Lucky for me, so do my kids.  Sorry about the crappy camera phone pictures.




My husband has boxes on boxes of his little, cute, handmade ornaments from when he was a kid.  My kids?  Not so much.  They have an assload of ornaments, but nothing they've made.  Because I suck, that's why.  This year, I'm trying to go as handmade as possible, if for no other reason, to negate some hefty therapy bills when they grow up.

The Reckneck Mommy was nice enough to walk me through the whole Garland thing last week.  We've never had garland on our tree before, so she shared with me how she and her kids make garland with beads and paint.  Because she doesn't suck, that's why.  (Gratuitous plug aside: She was nominated for a 2008 Weblog Award for a very good reason.  Vote for her here, if you're so inclinded.  Maybe she'll teach you how to shoot a deer or soemthing.)

I'm hoping to have enough to mail to some family as their gifts.  It's not looking good so far, though, but my boys are both sporting brand new beady necklaces and bracelets.  Which took them hours to make.  Oh, the glorious silence.

But that's just my kids.  As for me, well, I've got this going on.

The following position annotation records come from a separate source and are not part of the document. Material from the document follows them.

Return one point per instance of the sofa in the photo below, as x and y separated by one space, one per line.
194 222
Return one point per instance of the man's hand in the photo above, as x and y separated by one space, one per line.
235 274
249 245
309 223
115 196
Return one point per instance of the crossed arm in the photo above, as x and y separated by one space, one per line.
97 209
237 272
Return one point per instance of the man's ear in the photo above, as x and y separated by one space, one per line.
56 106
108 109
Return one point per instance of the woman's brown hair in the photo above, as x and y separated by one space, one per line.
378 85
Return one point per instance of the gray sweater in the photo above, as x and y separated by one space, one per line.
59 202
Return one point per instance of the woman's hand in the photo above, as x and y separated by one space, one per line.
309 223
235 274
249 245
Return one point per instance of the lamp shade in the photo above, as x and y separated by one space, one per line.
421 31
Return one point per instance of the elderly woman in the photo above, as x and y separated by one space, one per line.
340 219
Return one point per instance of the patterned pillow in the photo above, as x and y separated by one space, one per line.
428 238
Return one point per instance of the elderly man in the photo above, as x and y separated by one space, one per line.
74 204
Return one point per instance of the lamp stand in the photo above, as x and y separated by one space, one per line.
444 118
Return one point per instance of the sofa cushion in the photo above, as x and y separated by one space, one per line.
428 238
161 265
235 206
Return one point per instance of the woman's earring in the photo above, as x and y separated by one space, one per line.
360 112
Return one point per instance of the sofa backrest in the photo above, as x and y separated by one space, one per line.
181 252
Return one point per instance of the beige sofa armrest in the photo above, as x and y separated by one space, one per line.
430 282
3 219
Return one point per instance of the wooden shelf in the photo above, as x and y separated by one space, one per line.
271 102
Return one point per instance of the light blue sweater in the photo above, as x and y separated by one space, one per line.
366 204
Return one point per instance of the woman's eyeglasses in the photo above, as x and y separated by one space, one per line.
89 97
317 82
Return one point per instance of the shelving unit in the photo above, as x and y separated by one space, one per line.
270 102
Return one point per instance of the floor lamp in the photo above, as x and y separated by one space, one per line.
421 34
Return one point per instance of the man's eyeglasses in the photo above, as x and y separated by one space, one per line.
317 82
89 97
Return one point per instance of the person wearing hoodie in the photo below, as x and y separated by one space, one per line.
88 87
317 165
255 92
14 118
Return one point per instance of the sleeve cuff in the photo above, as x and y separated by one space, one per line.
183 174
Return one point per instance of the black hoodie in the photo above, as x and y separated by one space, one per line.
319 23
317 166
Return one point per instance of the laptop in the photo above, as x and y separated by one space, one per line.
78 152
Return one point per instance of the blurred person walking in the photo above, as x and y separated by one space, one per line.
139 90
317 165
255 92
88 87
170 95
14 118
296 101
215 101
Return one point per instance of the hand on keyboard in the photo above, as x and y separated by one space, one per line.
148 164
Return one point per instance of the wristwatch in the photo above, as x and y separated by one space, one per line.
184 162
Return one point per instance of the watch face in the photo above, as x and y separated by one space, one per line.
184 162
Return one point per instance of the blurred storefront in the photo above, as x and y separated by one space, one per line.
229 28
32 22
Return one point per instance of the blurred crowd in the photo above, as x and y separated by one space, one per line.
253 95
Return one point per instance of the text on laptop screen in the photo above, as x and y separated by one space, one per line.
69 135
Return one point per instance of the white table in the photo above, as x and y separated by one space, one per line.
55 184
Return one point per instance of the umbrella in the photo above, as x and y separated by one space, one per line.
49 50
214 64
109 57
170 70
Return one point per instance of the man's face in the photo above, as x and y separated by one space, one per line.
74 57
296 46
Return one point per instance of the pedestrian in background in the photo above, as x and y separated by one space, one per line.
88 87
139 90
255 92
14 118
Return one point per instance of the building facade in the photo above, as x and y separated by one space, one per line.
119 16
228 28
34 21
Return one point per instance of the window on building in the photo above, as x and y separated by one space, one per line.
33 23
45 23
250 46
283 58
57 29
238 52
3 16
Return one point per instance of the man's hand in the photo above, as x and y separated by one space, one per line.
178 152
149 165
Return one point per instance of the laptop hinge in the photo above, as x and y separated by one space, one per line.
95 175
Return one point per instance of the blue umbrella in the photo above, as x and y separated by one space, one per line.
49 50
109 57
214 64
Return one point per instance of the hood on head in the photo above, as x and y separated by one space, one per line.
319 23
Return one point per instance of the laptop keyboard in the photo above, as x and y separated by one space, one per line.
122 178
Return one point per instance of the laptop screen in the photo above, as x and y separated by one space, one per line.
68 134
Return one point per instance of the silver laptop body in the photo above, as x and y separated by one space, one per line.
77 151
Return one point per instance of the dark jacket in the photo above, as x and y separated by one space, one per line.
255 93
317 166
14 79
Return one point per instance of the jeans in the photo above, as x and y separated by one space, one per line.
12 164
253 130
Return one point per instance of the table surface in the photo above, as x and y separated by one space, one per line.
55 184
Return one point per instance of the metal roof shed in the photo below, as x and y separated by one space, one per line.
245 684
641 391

Which, once I line it all up with a ruler, is going to look like this:



Which, once I line that all up with a level, is going to look something like this:



That's a homemade Advent calender, baby.  The kids picked their own paper patterns and my neighbor has a fucking scrapbooking mecca in her basement for finishing touches.  Funny thing; I had no real idea what an Advent Calendar was, or what Advent was, until 2 days ago.  Thank you JESUS for Twitter.  Julie Pippert explained to me exactly what the whole thing was about, and then PGoodness showed me how to make my own calendar.  I should have all three done by Christmas Eve.

See?  I told you people I'm not hot.  NOT HOT.  But in hot glue heaven, so it balances out.  Though, in all honesty, this sort of earns me back some hot points.

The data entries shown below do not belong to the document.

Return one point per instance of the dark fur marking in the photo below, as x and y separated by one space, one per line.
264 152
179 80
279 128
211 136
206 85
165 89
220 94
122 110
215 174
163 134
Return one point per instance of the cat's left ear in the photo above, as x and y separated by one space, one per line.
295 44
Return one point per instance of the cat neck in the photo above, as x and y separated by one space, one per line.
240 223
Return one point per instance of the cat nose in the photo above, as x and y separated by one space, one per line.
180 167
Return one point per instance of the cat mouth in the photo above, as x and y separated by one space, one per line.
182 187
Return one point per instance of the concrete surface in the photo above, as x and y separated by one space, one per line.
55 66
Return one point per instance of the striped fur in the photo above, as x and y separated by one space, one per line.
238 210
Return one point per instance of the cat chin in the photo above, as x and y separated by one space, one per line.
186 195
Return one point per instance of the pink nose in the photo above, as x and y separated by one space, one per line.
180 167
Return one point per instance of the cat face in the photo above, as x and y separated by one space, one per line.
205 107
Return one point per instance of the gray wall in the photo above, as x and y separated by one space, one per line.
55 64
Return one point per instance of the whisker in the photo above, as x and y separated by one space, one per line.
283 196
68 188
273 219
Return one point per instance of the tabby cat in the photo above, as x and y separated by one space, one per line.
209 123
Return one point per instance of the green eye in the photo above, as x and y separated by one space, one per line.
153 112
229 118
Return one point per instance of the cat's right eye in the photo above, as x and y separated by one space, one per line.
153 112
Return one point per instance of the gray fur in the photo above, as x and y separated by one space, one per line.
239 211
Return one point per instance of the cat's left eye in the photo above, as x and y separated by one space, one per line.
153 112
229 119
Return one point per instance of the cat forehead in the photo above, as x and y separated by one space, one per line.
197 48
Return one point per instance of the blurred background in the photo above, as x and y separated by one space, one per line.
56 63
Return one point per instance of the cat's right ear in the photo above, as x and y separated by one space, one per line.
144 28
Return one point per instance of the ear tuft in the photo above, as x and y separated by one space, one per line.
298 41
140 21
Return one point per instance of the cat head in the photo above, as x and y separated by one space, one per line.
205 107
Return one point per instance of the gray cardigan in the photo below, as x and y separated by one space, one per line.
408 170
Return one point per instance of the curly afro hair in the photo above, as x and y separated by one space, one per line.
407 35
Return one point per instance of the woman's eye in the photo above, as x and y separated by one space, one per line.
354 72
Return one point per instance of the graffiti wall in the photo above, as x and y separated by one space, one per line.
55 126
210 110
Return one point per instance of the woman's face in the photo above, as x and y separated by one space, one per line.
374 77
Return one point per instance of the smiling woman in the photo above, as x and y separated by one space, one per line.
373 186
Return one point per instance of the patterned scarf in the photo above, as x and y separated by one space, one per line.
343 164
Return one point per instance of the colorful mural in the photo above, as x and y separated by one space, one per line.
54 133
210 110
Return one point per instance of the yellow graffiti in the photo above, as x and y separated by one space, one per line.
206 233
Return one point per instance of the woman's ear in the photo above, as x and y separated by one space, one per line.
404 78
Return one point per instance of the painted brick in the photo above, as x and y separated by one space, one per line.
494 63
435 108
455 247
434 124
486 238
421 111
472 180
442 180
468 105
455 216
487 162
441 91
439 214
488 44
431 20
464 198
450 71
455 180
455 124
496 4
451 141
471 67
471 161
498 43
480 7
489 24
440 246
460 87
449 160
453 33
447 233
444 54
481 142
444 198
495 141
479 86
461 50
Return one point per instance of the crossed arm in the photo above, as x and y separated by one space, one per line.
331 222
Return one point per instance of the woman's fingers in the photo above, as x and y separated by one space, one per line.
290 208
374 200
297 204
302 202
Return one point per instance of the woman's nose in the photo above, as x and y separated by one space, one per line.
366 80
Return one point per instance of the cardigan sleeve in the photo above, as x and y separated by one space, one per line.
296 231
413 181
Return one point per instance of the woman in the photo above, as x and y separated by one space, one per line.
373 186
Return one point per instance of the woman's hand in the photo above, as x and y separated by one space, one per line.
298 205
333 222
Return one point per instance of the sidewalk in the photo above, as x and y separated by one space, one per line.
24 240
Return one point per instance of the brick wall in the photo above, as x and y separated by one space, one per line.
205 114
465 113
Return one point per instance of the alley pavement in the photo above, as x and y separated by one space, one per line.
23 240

That's a Bûche de Noël, and I made that, too.  It took me three days and tasted like heaven.  It's got homemade caramel and buttercream in it, and more than a little Frangelico.  Everything on that tray in the very old, very grainy picture is handmade and edible.  I'm going to try really hard to make one this year, and if you're not skimming this post (yeah, right) and will spend Christmas within driving distance of me (oh, let's say Bellingham and up) leave me a comment and I'll try to make two, and I'll randomly give one away.  If I get to it.  No promises.  That bitch is hard.


As for things that I haven't, and am not about to, ruin with the best of intentions, there is Etsy.  Etsy is my secret lover.  I get lost in it's dreamy green eyes sometimes.  I have never once, however, bought anything off Etsy for Christmas.  I am an idiot of epic proportions.

In an attempt to play along with the Handmade Pledge, and keeping in mind that handmade does not always equal awesome, I hopped on Etsy to see how hard it would be to round out my list.  Cue angels signing and clouds parting.  I can't show you the stuff I found, because the recipients of said items all read this blog, but I can say this: the three people I'm buying off of Etsy for are kind of impossible to shop for, and with a basic, general search and 5 spare minutes, I had each one's present in my shopping cart.  And spent less than I did at McDonald's on lunch for four of us.

What I can show you is someone else who make very awesome handmade gifts.  Lil' Brit Knits is a Denver based hand knit website (the stuff, not the site, that would be hard to navigate through) and they have really really cute things.  Things like a backpack for my toddler:



And a knit bride and groom, who crack me the hell up and I want to send them to everyone as a wedding gift.  I could have totally used those to explain to my 5 month old why the hell mom and dad were all dressed up at a party that one September afternoon*.



She knits all kinds of stuff, practical to quaint, and since I couldn't knit my way out of a paper bag, I'm all about outsourcing that stuff.

And half of the people in yesterday's posts?  Handmade, too.  Handmade is the new black.  It tastes great, it's less filling.  Even still, tomorrow I'm going all Material Girl on your asses.  And I'm going to love it.

*Hey, it's not like I sent him an invitation to the wedding or anything, but he mumbled something about "Food Source" and insisted on being there anyway.